The ROOT_LAYOUTS.xml setup file creates checkpoints for the different vascular root layouts that are then loaded for any simulations using those layouts. The case study VESSEL_COLLAPSE_stabilized.xml simulations uses modified code; see supplementary materials for details.

Simulation data

Raw simulation data and results are available on Mendeley Data:

Pipeline notebooks

Parse simulation outputs

The parse_simulation_outputs notebook provides the functions and scripts for parsing simulation files (.json) into pickled numpy arrays (.pkl). These parsed results are included with the raw simulation data.

Analyze data & results

The analyze_data_results notebook provides functions and scripts for running basic analysis on simulation data and parsed results. All resulting .json and .csv files are provided in the analysis directory.

Note that if you are using Python 3.9, the required version of networkx will throw the error: ImportError: cannot import name 'gcd' from 'fractions'. Go to the networkx/algorithms/dag.py file in your virtual environment (venv/lib/python3.9/site-packages/networkx/algorithms/dag.py) and change the line from fractions import gcd to from math import gcd.

Generate figure inputs

The generate_figure_inputs notebook walks through all the steps necessary to generate figure input files from raw data, parsed files, and basic analysis files. All resulting files are provided in the analysis directory. Refer to figure section in notebook for more details.

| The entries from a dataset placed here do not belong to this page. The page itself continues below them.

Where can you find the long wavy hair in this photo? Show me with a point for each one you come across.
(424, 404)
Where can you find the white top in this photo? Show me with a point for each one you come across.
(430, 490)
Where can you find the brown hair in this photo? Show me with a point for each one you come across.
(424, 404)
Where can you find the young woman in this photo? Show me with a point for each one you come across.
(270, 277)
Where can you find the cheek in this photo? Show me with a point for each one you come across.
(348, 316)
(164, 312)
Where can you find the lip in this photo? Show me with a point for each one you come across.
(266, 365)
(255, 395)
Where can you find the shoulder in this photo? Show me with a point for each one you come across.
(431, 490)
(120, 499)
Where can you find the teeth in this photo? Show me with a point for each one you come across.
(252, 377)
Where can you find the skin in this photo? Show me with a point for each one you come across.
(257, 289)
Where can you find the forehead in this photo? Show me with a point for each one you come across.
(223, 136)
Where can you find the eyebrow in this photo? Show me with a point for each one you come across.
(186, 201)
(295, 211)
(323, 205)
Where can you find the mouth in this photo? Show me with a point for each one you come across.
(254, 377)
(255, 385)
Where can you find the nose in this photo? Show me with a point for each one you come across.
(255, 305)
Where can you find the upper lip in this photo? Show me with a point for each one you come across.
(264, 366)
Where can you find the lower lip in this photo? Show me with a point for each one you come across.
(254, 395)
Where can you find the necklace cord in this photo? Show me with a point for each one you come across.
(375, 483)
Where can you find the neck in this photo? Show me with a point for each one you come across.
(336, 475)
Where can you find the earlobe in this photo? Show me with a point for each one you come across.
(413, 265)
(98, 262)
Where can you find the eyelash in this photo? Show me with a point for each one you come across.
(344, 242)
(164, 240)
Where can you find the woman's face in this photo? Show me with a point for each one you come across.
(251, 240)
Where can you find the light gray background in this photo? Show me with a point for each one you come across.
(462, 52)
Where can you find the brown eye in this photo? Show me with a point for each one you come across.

To view figures, start a local HTTP server from the root folder, which can be done using Python or PHP:

$ python3 -m http.server
$ php -S 127.0.0.1:8000

Note that the links in the notebook to figures assume the local port 8000; if your server is running on a different port, the links to the figures from the notebook will not work. Instead, you can navigate to http://localhost:XXXX/ where XXXX is the port number and follow links to the figures.

Perform linear regression

The perform_linear_regression notebook works through the process of performing linear regression on the different combinations of metrics, properties, and measures. Regression results are compiled into a single file (included in the analysis directory) and used to generate the linear_regression figure.

Explore case study

The explore_case_study notebook explores the case study VESSEL_COLLAPSE simulation set. Raw simulation data and parsed results are available on Mendeley Data (see above) and compiled analysis files used to generate the case_study figure are provided in the analysis directory.